Geschiedenis
Reis door de geschiedenis
van Landgoed Beukenrode
Ter gelegenheid van het 150-jarig bestaan van het Jachthuis heeft het bestuur van de Stichting Landgoed Beukenrode een boekje het licht laten zien getiteld: “De geschiedenis van Beukenrode”. Dit boekje gaat over de geschiedenis van het Landgoed Beukenrode.
Boekje en tijdlijn
Het geschiedenisboekje kunt u hieronder downloaden als PDF. Een samenvatting van het boekje kunt u terug vinden in de tijdlijn.
150 jaar beukenrode
Geschiedenisboekje
Ter gelegenheid van het 150-jarig bestaan van het Jachthuis heeft het bestuur van de Stichting Landgoed Beukenrode een boekje het licht laten zien getiteld: “De geschiedenis van Beukenrode”. Dit boekje gaat over de geschiedenis van het Landgoed Beukenrode.
Tijdlijn
Tijdlijn
Vóór de 18e eeuw
Woestenij en ontginning
Het gebied onderaan de westkant van de Utrechtse Heuvelrug was als rivierengebied verbonden met oude landgoederen en kastelen, veelal van een middeleeuwse oorsprong.
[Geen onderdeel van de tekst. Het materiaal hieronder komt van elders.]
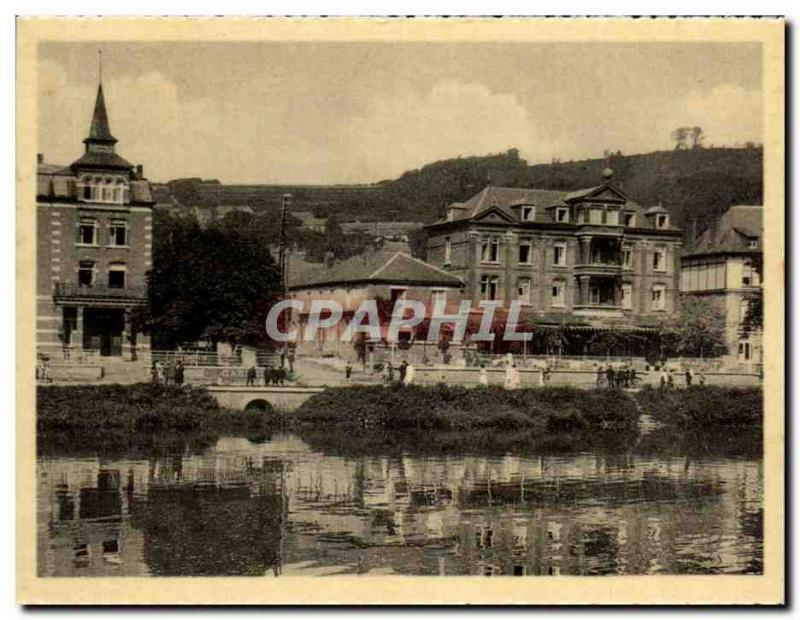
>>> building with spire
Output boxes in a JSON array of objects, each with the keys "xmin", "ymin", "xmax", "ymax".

Op de lagergelegen delen van de flank van de Heuvelrug was namelijk water beschikbaar door de aanwezigheid van een dikke leemlaag en kwelwater dat van de Heuvelrug afliep naar het lagergelegen deel. Het water was nodig voor menselijk gebruik, voor de landbouw, maar zo nodig ook voor de verdediging van kastelen en landgoederen.
In het jaar 1122 werd de Kromme Rijn bij Wijk bij Duurstede afgedamd. Het natte land ten noorden van de rivier en ten zuiden van de Utrechtse Heuvelrug kon toen ontgonnen worden.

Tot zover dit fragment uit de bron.